Chefe da OMC pede liderança da China em sistema comercial multilateral2013/07/01

Fonte: Embaixada da Rep. Popular da China no Brasil
 
Beijing, 1º jul /2013 (Xinhua) -- A China deve mostrar sua liderança no comércio multilateral e trabalhar de maneira estreita com as grandes economias como Estados Unidos, União Europeia e Japão com o fim de formular uma nova agenda comercial global, informou o chefe da Organização Mundial do Comércio (OMC), Pascal Lamy, na sexta-feira passada.
Como ponte entre as economias emergentes e os países desenvolvidos, a China deve trabalhar com outras grandes economias para estabelecer um novo sistema comercial multilateral global, indicou o diretor-geral da OMC em um discurso pronunciado na cerimônia inaugural da 3ª Cúpula Mundial de Especialistas (Global Think Tank Summit) realizada em Beijing.
O sistema proporcionará oportunidades de acesso ao mercado mais justas para a China e outros países e incentivará um ambiente mais aberto e estável para a criação de empregos, apontou.

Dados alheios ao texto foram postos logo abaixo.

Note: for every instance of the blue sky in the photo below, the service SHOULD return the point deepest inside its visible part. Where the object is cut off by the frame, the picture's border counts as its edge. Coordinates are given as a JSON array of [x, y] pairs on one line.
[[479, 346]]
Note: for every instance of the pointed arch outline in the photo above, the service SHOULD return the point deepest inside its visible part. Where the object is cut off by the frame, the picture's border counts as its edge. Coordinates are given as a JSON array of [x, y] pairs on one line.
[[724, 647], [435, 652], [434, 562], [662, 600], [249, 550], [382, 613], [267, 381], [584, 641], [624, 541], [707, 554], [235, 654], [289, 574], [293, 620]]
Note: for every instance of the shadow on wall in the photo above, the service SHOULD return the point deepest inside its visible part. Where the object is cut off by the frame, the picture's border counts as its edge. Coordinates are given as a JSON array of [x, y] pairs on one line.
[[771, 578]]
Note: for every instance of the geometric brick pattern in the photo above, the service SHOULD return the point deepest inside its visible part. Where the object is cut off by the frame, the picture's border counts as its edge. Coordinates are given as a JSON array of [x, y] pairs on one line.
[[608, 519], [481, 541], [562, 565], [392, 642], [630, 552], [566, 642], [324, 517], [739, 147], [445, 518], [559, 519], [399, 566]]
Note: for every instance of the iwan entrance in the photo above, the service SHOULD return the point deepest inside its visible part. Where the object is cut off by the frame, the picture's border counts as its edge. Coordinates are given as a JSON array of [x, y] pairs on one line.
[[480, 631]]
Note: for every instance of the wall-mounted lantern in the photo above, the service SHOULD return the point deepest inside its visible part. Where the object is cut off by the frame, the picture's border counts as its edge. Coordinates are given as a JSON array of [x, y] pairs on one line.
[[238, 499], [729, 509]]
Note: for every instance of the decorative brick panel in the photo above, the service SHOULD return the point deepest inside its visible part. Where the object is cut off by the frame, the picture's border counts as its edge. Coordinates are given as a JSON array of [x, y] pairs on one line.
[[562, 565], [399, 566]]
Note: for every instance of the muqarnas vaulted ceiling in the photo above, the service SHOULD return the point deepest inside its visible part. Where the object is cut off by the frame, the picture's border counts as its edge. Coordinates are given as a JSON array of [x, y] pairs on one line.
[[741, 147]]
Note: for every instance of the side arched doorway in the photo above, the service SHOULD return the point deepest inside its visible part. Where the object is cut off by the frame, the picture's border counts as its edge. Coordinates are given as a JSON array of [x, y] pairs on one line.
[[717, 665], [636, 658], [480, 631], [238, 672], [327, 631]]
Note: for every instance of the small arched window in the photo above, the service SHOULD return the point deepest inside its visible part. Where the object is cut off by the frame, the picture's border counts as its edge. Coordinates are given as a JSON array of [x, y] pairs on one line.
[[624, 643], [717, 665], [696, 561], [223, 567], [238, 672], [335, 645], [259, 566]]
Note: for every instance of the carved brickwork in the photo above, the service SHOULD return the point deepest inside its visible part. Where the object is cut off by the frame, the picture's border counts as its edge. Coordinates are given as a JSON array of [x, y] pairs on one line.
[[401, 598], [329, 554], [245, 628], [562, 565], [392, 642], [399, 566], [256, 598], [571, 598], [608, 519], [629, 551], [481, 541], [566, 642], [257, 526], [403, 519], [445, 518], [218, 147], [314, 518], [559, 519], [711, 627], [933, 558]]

Lamy pediu um comércio aberto ao comentar os acordos regionais importantes de livre comércio como a Parceria Transatlântica de Comércio e Investimento (TTIP, na sigla em inglês), a Parceria Transpacífica (TPP, na sigla em inglês) e a Parceria Econômica Abrangente Regional (RCEP, em inglês) que atualmente estão em processo de negociação por parte de muitos países, incluindo China, Estados Unidos e Japão.
Se estes acordos não puderem funcionar de maneira coerente, não poderão enfrentar de maneira efetiva as barreiras comerciais, especialmente as barreiras não tarifárias, revelou Lamy, acrescentando que os acordos de comércio preferencial devem se fundir com o mecanismo do comércio multilateral.
As medidas não tarifárias, como a imposição de normas ambientais e de segurança mais estritas para o acesso ao mercado, são utilizadas com mais frequência como barreiras comerciais que as tarifas, sublinhou.
"Essas barreiras são mais complexas e menos transparentes e há mais possibilidade de abusos", disse Lamy aos especialistas globais e assessores de políticas reunidos na cúpula.
Lamy também fez um chamado à China para que inicie uma nova rodada de reformas para criar um novo impulso de crescimento às medidas que diminuem os benefícios gerados por sua entrada na OMC.